Un quart d’heure plus tard, il traversait une vaste salle soutenue par un colossal pilier naturel et s’ouvrant sur le ciel tout ensoleillé ; puis il parvint sur une plate-forme, au-dessus d’une magnifique cascade qui bondissait de roc en roc et descendait dans une admirable vallée cerclée de hautes montagnes.

Surpris, enivré par le magnifique paysage qui se déroulait sous ses yeux, il aspirait par tous les pores l’air frais et embaumé du matin.

Tout à coup, il poussa un cri de joie et de surprise.

Ce panorama splendide lui était depuis longtemps familier. Il venait enfin de le reconnaître.

— La vallée d’Entremont ! s’écria-t-il, la montagne du Haut-du-Seuil, les sources du Guiers-Vif !

« Ces sources dont personne ne connaît le point d’origine, je les ai vues, je les ai côtoyées pendant plusieurs heures, dans les entrailles de la terre.

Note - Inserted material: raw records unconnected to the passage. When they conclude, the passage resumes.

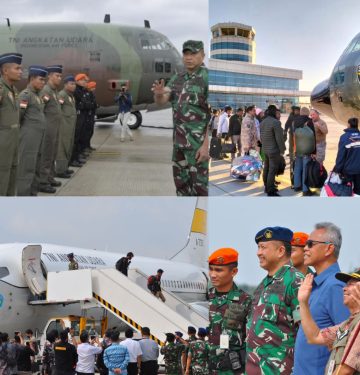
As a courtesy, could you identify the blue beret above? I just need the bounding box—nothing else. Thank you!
[0,52,22,66]
[255,227,293,243]
[47,65,62,74]
[29,65,48,78]
[64,76,75,83]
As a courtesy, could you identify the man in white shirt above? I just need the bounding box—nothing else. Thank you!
[76,331,102,375]
[120,328,142,375]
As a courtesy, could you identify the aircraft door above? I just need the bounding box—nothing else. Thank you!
[22,245,46,295]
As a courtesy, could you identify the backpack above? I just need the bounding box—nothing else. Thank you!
[305,160,328,189]
[295,123,315,157]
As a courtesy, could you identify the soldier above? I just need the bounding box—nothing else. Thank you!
[208,248,251,375]
[245,227,304,375]
[56,76,76,178]
[152,40,210,196]
[17,65,47,196]
[67,253,79,271]
[0,53,22,196]
[160,333,185,375]
[39,65,63,193]
[185,328,209,375]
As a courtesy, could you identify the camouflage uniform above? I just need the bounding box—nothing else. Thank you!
[167,66,210,196]
[0,78,20,196]
[245,264,304,375]
[160,342,185,375]
[17,85,46,196]
[188,339,209,375]
[209,284,251,375]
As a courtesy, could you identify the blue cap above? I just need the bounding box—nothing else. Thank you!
[255,227,293,243]
[64,76,75,83]
[0,52,22,66]
[47,65,62,74]
[29,65,48,78]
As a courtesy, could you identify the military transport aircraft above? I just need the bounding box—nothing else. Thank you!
[311,33,360,124]
[0,16,183,129]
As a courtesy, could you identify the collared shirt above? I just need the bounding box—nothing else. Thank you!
[104,343,130,375]
[76,343,102,374]
[139,339,159,362]
[120,339,142,362]
[294,262,350,375]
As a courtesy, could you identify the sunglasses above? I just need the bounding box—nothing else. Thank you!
[305,240,333,249]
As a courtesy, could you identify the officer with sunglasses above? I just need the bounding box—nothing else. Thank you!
[294,223,350,375]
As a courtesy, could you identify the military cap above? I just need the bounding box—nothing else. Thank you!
[29,65,48,78]
[208,247,239,266]
[64,75,75,83]
[335,268,360,283]
[183,40,204,53]
[0,52,22,66]
[47,65,62,74]
[255,227,293,244]
[291,232,309,247]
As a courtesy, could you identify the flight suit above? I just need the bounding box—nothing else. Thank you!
[0,78,20,196]
[17,85,46,196]
[167,66,210,196]
[40,84,63,185]
[208,283,251,375]
[56,90,76,174]
[245,264,304,375]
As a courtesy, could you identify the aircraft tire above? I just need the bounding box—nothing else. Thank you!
[128,111,142,130]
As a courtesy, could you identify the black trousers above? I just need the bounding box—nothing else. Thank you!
[263,154,280,194]
[140,361,158,375]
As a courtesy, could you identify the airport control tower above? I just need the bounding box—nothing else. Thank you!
[210,22,256,64]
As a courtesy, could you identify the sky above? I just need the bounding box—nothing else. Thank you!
[208,197,360,285]
[0,197,196,259]
[0,0,208,55]
[208,0,360,91]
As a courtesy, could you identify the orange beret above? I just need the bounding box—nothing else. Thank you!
[75,73,89,81]
[209,247,239,266]
[87,81,96,89]
[291,232,309,246]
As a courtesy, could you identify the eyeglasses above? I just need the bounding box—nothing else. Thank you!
[305,240,333,249]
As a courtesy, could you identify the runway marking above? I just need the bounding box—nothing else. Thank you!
[93,292,165,346]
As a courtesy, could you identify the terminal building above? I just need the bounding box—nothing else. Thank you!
[209,22,309,112]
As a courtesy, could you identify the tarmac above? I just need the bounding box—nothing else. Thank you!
[39,109,176,196]
[209,115,345,197]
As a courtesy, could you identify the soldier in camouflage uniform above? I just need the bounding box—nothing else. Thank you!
[39,65,63,193]
[17,65,48,196]
[245,227,304,375]
[0,53,22,196]
[185,328,209,375]
[152,40,210,196]
[160,333,185,375]
[56,76,76,178]
[208,248,251,375]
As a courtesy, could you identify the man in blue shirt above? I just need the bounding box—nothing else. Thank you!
[104,331,130,375]
[294,223,350,375]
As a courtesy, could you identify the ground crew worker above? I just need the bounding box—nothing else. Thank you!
[54,330,78,375]
[160,333,185,375]
[67,253,79,271]
[245,227,304,375]
[56,76,76,178]
[17,65,48,196]
[291,232,313,276]
[185,328,209,375]
[298,269,360,375]
[0,53,22,196]
[39,65,63,193]
[208,248,251,375]
[152,40,210,196]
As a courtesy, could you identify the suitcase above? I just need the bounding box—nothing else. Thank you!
[209,138,221,159]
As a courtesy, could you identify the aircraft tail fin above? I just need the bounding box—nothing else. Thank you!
[170,198,209,268]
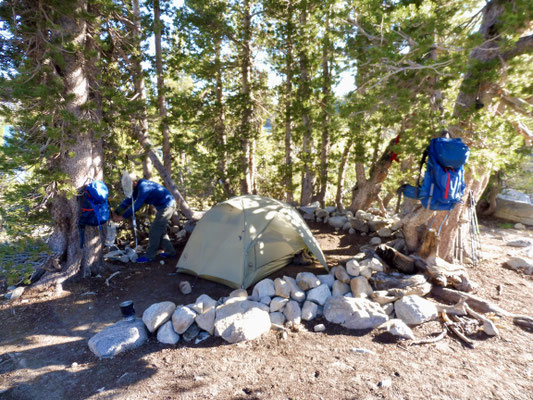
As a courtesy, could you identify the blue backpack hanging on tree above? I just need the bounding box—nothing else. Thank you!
[78,180,109,248]
[403,137,470,211]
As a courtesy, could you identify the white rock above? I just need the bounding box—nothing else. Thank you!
[157,321,180,344]
[331,281,350,296]
[506,257,533,275]
[88,318,148,358]
[324,296,388,329]
[215,298,273,343]
[380,319,415,340]
[252,278,276,300]
[369,236,381,246]
[296,272,320,290]
[317,274,335,289]
[283,300,302,324]
[346,258,360,276]
[274,278,291,299]
[142,301,176,332]
[394,295,438,325]
[190,294,217,314]
[270,297,289,313]
[334,265,352,283]
[269,310,288,326]
[350,276,373,297]
[302,300,318,321]
[172,306,196,334]
[307,284,331,306]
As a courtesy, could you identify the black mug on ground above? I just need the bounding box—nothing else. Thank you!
[120,300,135,321]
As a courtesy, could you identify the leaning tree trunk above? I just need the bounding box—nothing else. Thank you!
[49,0,103,283]
[402,0,533,260]
[350,138,396,213]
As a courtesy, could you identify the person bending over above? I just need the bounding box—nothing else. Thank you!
[113,174,176,263]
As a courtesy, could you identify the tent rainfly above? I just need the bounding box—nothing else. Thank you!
[177,195,328,289]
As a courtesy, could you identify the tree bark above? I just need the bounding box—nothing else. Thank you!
[132,0,152,179]
[154,0,172,174]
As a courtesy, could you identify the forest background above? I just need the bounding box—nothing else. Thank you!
[0,0,533,286]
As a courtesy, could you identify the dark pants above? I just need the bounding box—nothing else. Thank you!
[145,201,176,260]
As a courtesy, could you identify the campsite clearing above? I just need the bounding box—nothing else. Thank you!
[0,220,533,399]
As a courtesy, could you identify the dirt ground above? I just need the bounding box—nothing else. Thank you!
[0,220,533,400]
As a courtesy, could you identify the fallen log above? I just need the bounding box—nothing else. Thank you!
[431,286,533,330]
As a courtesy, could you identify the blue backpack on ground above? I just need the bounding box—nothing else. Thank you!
[403,137,470,211]
[78,180,109,248]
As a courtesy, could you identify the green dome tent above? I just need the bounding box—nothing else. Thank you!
[177,195,328,288]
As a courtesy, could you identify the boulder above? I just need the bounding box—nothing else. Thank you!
[172,306,196,334]
[142,301,176,332]
[89,318,148,358]
[274,278,291,299]
[324,296,389,329]
[157,321,180,344]
[331,281,350,296]
[350,276,372,297]
[215,299,271,343]
[306,284,331,306]
[283,300,302,324]
[394,295,438,325]
[252,278,276,300]
[302,301,318,321]
[296,272,320,290]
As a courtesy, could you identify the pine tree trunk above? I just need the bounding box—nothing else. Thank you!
[49,0,103,282]
[299,3,316,205]
[132,0,152,179]
[154,0,172,174]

C’est dans la grotte même où elles prennent naissance que j’habite ! Quelle singulière destinée que la mienne ! J’avais là, près de moi, à ma disposition, le moyen de sortir de ma captivité, et jamais la pensée ne m’est venue d’explorer ce mystérieux souterrain, à l’entrée duquel la Providence m’avait, pour ainsi dire, conduit par la main ! Mais, puisque Dieu en avait décidé autrement, que sa volonté soit faite !

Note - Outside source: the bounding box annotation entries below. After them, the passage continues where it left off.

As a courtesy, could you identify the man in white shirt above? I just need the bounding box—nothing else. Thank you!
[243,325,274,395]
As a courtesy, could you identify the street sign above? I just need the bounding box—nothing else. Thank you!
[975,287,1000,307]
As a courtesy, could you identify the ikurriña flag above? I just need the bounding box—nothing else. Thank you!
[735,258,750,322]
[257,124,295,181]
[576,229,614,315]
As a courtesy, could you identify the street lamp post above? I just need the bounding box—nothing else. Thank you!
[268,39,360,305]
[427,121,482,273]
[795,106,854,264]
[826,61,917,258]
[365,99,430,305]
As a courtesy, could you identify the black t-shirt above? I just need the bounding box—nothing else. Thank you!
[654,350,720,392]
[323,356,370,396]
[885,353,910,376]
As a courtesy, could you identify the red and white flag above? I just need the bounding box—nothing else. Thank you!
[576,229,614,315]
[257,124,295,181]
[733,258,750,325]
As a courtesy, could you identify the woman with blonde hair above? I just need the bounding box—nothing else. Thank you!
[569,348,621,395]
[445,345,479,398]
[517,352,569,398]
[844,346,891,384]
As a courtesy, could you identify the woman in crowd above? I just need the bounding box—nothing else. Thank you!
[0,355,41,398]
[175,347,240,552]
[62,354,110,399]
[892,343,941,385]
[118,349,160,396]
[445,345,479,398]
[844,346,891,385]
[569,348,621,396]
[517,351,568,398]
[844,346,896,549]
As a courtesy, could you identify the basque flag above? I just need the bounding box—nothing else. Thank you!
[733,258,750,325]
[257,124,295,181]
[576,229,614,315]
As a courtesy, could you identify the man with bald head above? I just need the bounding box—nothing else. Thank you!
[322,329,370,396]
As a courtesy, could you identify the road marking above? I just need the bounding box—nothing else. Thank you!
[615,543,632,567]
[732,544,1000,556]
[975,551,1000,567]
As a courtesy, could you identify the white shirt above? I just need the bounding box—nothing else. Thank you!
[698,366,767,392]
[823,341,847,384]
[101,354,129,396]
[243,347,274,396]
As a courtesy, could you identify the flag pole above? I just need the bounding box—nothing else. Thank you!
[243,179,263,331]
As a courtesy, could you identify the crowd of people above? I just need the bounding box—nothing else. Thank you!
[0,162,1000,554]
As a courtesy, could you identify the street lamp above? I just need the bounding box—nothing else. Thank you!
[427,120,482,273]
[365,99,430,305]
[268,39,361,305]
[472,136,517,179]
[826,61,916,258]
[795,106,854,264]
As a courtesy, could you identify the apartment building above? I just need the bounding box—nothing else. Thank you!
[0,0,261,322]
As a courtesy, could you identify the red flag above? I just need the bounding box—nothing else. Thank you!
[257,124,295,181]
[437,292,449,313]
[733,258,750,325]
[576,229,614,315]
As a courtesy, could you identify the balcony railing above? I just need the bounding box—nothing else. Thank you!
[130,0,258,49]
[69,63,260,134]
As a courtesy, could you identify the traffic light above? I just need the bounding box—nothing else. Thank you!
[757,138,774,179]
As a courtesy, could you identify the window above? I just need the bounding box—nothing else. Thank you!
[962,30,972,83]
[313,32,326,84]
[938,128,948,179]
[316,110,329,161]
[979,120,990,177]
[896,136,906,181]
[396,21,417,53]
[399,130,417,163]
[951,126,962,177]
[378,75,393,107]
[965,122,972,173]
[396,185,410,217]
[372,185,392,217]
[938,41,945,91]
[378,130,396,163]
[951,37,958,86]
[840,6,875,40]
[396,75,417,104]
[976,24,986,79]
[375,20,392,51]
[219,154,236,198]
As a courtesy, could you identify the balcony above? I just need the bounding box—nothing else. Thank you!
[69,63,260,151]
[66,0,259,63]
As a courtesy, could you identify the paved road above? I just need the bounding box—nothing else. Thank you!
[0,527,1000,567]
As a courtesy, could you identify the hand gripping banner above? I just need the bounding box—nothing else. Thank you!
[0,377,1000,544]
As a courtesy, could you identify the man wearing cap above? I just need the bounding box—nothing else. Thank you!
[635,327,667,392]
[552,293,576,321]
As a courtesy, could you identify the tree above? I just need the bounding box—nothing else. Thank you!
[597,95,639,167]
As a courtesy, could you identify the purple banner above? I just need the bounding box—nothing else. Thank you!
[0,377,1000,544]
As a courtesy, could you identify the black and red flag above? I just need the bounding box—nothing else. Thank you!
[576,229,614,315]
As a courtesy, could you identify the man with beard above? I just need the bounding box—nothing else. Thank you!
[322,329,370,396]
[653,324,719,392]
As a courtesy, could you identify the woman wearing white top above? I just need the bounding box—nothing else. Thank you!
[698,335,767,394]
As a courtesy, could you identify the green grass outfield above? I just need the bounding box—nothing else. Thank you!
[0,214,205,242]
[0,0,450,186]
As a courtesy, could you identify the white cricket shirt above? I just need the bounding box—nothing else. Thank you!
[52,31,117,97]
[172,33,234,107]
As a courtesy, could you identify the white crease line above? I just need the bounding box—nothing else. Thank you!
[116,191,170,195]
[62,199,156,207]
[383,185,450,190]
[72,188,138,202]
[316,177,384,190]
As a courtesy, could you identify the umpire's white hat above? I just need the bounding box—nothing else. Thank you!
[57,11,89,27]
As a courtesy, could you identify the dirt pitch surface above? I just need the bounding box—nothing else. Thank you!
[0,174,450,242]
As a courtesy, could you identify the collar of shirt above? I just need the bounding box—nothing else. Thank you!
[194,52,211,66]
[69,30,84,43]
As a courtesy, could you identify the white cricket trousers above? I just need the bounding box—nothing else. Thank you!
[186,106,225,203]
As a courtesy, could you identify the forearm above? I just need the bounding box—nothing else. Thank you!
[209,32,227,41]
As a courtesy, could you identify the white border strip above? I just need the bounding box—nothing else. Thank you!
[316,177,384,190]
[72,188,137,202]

Il s’assit sur la plate-forme et regarda sa montre.

— Neuf heures ! fit-il. Il m’a fallu huit heures d’une marche ininterrompue pour atteindre l’issue du souterrain. Maintenant, je puis me reposer à mon aise.

Il ouvrit sa gibecière et étala ses provisions devant lui.

— J’ai faim, dit-il en riant ; j’ai bien gagné mon déjeûner.